Upper and lower wishbones with very high spring and damping rates work well for a Formula 1 car or other roadracing car designed for use on smooth pavement. Doesn't work well for rock crawling.

Beam axle located by linkages with links as long as practical and very soft long-travel springs and dampers work well for rock-crawling. Doesn't work well for roadracing.

When you start wanting high grip and decent ride quality and good steering behaviour and decent stability at high speed is when it starts getting tough.
 
BrianPetersen said:
You haven't told us what sort of vehicle you are attempting to build.


Hi Brian,

My idea is to design a track-oriented double wishbone suspension for an existing car shell, for a restomod project.

But, as I said, being an engineer and working for a car manufacturer already, I can see some kind of career path possibilities here. So I would like to learn as much as possible.
 
OK. Pavement. Roadracing. You need good grip and high-speed stability, decent grip feedback through the steering (this one is tough), you will be using modern high performance tires, you need enough space around the spindles for good brakes, and ride quality doesn't matter.

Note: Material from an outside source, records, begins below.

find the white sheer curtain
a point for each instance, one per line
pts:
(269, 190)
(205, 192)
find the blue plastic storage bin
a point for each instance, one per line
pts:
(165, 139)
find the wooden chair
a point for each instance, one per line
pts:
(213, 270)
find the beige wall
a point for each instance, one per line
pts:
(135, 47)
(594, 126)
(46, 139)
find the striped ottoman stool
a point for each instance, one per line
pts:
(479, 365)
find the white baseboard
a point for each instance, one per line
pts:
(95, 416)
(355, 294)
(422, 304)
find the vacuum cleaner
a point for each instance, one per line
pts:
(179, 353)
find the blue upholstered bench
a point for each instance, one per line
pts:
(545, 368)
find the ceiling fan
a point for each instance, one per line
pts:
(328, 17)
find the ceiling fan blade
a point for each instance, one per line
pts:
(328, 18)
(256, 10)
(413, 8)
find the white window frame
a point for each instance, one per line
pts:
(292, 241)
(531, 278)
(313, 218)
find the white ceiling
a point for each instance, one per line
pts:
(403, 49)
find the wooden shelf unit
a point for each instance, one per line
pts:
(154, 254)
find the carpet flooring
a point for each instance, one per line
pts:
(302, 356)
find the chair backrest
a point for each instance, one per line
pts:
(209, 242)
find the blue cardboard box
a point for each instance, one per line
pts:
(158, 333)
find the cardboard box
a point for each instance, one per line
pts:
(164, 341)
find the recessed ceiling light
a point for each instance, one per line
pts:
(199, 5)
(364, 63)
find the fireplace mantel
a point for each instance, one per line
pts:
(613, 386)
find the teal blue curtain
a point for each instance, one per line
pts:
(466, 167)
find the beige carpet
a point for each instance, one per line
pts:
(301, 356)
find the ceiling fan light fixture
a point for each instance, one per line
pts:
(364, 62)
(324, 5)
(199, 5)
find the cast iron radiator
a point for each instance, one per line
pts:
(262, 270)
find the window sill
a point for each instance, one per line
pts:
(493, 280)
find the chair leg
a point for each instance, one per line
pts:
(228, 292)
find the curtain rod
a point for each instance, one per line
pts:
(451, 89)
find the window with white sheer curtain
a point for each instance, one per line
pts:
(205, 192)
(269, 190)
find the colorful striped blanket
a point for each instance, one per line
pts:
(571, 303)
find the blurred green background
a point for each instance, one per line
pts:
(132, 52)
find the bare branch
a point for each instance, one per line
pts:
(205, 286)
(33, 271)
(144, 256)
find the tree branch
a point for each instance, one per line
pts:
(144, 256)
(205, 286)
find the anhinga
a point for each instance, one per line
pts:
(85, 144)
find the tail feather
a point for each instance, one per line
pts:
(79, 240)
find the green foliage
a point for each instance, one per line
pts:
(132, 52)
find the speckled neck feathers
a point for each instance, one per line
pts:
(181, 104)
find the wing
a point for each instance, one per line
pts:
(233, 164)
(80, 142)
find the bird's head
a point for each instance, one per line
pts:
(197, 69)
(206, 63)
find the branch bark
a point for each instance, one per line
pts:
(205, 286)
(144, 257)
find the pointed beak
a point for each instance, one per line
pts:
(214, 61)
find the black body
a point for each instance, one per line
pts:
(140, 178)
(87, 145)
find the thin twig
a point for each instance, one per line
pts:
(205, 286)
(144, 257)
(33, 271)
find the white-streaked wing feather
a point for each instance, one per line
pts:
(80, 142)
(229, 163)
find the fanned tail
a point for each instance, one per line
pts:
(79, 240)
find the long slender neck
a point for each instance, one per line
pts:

Because you can use relatively stiff spring and damper settings, antidive doesn't matter at the front (use the springs), roll centers aren't as meaningful as some people make them out to be (DON'T let them be high, use low single-digits inches above ground level, use the springs and antiroll bars for the rest). Because you can use relatively stiff spring and damper settings, you don't need much camber gain with bump travel ... use the springs and antiroll bars to keep body roll under control. Get the idea? Another thing ... bump steer is bad.

Now, how much space do you have to work with? The availability and location of structural attachment points to the vehicle will be a BIG governing factor in what type of general layout you use.